IRISH LIFE Permanent (IL&P), which is effectively State owned, has decided to sell Permanent TSB Finance, which predominantly handles car loans.
The financial group has decided that the business, which is led by Chris Hanlon, is no longer core to its activities and has engaged Davy Corporate Finance to sell the division.
The business comprises car loans and finance and leasing deals for agri machinery to farmers, local authorities, landscape gardeners and sports clubs.
It is understood that the two could be sold separately.
The car loan book stands at about €500 million while the agri book is about €100 million.
IL&P recently raised €120 million through a private placing to support its finance arm through 2012.
The business is currently gearing itself up for the start of the new year’s sales season.
Typically, the first three months of any year are the busiest for the sale of new cars here.
It provides car loans of €4,000 or more to borrowers.
A spokesman for IL&P said: “We don’t comment on individual transactions but we are engaged in a deleveraging process which will see us dispose of a number of assets in the coming years.”

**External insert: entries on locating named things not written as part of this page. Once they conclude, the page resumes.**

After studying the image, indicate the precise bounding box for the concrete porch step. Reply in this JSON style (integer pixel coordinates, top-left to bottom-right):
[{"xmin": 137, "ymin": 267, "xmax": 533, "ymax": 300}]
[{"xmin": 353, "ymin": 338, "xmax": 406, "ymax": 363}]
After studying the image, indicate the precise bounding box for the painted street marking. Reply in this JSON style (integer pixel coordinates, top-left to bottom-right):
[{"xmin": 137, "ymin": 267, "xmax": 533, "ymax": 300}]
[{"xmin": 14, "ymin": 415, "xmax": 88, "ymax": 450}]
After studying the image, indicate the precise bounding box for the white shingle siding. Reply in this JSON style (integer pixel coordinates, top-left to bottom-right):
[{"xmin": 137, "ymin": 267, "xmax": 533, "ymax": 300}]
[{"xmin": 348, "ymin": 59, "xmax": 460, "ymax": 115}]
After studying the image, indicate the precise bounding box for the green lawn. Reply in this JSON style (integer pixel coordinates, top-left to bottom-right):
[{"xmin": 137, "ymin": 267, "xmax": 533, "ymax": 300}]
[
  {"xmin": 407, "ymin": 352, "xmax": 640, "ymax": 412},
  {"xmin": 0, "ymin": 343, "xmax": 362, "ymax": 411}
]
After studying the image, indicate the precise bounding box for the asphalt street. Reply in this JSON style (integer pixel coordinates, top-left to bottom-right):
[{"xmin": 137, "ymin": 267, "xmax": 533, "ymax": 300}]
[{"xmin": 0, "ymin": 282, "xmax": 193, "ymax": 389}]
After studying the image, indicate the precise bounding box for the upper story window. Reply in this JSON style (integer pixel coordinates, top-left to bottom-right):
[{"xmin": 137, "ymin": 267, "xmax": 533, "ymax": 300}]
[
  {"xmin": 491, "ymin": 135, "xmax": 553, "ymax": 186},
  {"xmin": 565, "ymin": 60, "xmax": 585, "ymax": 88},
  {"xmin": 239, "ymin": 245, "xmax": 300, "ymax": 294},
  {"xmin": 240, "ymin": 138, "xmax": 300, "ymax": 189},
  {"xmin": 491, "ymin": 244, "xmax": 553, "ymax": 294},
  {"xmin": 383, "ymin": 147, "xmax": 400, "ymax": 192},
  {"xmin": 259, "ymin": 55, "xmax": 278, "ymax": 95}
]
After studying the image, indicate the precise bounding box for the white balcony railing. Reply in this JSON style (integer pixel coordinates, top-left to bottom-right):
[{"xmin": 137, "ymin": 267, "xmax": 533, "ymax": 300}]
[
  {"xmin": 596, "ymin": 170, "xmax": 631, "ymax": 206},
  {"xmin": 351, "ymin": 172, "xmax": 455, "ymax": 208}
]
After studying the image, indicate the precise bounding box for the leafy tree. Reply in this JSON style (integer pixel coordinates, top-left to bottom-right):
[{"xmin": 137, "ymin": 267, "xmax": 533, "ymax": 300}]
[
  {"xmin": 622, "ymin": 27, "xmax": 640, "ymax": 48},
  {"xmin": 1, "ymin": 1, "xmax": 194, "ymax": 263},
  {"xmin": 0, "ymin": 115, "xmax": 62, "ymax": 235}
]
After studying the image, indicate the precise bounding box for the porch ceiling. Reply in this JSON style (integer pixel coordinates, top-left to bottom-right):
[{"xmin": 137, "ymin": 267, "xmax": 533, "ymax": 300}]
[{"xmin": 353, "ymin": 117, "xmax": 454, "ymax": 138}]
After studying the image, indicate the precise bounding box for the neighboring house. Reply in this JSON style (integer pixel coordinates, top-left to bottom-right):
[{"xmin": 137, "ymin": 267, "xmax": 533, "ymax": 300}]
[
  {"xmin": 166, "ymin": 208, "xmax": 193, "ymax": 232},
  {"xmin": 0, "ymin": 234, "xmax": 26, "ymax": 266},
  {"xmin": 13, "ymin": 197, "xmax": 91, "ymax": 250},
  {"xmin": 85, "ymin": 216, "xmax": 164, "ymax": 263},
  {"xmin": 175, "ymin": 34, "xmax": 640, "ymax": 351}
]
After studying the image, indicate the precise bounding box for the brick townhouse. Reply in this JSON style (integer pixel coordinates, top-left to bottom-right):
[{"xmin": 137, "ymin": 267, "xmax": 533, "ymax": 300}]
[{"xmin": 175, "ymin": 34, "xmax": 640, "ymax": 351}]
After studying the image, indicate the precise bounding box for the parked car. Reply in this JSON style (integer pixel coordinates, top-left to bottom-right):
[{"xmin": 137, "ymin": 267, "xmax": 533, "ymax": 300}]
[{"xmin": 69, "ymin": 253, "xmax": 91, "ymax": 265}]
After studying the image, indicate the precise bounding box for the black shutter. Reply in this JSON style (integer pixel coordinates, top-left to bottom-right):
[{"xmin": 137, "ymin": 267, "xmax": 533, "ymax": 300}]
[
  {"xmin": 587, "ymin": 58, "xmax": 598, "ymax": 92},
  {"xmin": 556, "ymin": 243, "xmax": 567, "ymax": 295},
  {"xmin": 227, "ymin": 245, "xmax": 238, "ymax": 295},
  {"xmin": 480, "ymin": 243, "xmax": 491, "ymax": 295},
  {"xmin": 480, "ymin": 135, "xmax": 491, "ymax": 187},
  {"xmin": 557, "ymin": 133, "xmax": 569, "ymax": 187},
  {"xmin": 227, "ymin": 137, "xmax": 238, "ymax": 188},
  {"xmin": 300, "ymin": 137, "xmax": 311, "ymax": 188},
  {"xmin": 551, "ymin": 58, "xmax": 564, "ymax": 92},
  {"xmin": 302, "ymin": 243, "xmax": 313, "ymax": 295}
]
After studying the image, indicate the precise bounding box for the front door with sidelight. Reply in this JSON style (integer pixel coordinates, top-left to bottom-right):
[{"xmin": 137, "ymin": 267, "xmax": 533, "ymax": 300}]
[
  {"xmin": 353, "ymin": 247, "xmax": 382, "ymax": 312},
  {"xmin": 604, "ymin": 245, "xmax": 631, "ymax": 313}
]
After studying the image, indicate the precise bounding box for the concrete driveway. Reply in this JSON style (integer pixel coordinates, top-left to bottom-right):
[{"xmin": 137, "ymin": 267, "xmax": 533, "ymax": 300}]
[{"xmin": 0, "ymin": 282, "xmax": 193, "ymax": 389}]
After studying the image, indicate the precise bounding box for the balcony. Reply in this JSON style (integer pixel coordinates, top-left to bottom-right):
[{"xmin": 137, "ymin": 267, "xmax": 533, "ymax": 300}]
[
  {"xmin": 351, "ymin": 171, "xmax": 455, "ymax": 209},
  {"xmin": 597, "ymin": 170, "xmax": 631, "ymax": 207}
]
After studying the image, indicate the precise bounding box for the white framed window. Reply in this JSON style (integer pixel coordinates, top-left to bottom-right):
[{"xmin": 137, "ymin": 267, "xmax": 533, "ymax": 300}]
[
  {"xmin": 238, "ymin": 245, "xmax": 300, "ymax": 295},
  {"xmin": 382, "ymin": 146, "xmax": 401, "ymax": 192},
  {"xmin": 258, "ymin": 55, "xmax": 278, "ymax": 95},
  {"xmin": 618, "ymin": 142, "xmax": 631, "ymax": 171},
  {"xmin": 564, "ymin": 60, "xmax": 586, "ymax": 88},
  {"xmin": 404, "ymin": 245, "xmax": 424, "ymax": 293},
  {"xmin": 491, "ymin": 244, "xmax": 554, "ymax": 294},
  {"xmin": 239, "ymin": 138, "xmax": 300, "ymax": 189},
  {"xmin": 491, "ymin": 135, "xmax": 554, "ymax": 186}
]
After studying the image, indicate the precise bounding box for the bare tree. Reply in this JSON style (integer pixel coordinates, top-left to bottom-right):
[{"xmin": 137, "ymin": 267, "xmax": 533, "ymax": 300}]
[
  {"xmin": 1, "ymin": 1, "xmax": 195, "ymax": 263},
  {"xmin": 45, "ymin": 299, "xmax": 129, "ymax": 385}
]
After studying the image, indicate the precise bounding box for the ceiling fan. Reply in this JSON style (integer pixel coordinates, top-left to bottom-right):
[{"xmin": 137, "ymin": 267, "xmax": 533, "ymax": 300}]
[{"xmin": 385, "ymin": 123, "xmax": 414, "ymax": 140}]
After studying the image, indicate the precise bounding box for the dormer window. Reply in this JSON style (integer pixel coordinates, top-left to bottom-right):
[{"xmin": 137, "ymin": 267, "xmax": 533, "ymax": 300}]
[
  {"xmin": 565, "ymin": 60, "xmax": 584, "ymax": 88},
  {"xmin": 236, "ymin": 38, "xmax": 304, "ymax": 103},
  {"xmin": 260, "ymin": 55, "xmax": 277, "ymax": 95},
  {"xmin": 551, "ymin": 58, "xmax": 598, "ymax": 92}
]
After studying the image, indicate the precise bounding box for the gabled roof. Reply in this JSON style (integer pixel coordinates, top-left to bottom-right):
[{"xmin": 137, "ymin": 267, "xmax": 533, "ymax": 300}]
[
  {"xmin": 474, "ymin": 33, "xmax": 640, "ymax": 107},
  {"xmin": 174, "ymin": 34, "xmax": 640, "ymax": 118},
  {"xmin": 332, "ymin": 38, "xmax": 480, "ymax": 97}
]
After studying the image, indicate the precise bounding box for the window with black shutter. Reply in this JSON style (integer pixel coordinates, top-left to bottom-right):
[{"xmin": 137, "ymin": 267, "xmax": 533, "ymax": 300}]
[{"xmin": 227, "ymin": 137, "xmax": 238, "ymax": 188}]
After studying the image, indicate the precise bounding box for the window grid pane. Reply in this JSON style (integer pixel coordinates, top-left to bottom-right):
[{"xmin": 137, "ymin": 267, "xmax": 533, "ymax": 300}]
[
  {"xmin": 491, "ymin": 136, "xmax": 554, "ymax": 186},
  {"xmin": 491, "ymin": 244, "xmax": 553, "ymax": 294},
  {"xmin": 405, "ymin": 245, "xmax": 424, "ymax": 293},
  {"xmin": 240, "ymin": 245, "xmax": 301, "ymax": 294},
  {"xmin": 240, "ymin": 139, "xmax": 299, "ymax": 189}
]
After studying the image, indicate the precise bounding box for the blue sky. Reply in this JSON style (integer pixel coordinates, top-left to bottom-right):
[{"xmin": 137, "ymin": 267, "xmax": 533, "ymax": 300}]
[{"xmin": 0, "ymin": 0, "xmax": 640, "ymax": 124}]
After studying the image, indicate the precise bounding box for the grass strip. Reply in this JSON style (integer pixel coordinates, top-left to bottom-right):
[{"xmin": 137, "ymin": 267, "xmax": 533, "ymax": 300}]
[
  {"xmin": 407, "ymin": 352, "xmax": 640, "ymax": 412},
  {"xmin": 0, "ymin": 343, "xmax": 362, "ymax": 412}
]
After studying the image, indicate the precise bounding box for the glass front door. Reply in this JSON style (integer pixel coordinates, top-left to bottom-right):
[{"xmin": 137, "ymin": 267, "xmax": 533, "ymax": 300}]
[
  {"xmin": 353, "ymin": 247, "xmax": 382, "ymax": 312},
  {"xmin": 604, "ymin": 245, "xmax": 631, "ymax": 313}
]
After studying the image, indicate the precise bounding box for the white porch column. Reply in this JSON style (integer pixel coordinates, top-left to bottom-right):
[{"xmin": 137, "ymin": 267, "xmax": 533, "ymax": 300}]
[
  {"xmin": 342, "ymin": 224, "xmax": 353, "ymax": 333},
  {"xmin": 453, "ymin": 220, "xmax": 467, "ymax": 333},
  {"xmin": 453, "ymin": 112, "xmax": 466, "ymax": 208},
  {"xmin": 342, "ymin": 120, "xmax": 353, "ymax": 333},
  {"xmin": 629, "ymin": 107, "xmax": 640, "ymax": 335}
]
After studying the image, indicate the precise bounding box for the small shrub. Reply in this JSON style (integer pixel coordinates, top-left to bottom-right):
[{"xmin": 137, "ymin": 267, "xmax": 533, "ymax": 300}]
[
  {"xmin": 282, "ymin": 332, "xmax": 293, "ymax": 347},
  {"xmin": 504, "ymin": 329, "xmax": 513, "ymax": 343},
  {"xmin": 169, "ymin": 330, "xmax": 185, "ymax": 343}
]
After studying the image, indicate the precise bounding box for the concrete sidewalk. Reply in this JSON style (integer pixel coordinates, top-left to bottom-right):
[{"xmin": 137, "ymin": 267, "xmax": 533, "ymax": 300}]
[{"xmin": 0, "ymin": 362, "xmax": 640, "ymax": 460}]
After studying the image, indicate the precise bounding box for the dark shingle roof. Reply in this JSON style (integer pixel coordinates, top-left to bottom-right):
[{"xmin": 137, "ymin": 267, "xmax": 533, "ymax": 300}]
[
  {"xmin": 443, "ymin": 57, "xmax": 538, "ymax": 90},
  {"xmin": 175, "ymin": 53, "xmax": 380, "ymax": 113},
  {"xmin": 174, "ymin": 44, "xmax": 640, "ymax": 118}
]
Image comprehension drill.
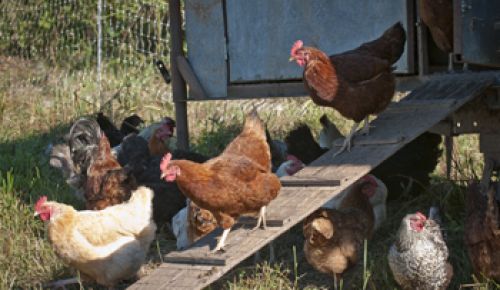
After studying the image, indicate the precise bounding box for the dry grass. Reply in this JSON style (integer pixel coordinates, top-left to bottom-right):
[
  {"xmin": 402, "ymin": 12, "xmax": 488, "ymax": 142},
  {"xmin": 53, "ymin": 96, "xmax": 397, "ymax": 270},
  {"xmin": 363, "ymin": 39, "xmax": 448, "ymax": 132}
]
[{"xmin": 0, "ymin": 58, "xmax": 494, "ymax": 289}]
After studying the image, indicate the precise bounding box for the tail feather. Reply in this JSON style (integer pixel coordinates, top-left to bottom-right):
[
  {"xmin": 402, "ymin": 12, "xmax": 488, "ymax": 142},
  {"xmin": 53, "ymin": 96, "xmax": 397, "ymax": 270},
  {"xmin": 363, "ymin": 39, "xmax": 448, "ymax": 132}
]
[
  {"xmin": 68, "ymin": 118, "xmax": 102, "ymax": 174},
  {"xmin": 356, "ymin": 22, "xmax": 406, "ymax": 64}
]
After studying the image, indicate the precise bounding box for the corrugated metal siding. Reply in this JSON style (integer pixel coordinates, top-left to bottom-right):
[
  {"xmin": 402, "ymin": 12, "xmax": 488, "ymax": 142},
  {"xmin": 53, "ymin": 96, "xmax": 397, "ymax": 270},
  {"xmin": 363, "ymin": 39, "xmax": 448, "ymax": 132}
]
[
  {"xmin": 460, "ymin": 0, "xmax": 500, "ymax": 67},
  {"xmin": 226, "ymin": 0, "xmax": 408, "ymax": 82},
  {"xmin": 185, "ymin": 0, "xmax": 228, "ymax": 98},
  {"xmin": 185, "ymin": 0, "xmax": 409, "ymax": 98}
]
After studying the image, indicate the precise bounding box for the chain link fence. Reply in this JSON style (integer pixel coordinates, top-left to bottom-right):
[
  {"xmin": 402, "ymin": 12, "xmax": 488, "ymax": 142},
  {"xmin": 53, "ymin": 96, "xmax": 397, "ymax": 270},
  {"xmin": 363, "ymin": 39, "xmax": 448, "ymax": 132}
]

Permanent TSB was the biggest player in car finance in Ireland at the height of the economic boom.
The volume of lending has shrunk significantly in the downturn and it now faces competition from some of the major car manufactures, who provide finance directly to the market via their own banking entities.
Staff are expected to transfer with the business. It is not clear how much the finance arm might be worth to IL&P.
Industry sources last night suggested that the company might fetch a small premium to its book value.
Last Friday, the sale of Irish Life collapsed with the increasingly uncertain situation within the euro zone cited as a key contributing factor.
Canada Life, part of Great West Lifeco, the second largest insurance company in Canada, had been the leading contender to take over Irish Life, which was being sold to reduce the State’s cost of bailing out the banks.
Great West had been expected to pay in excess of €1 billion for the life insurance business, which has over €32 billion in funds under management.
The Department of Finance said none of the bids received for Irish Life were “acceptable at the present time”.
The Government owns more than 99.5 per cent of Irish Life & Permanent after injecting €2.7 billion into the bancassurer in July.
It plans to separate Irish Life and Permanent TSB next year.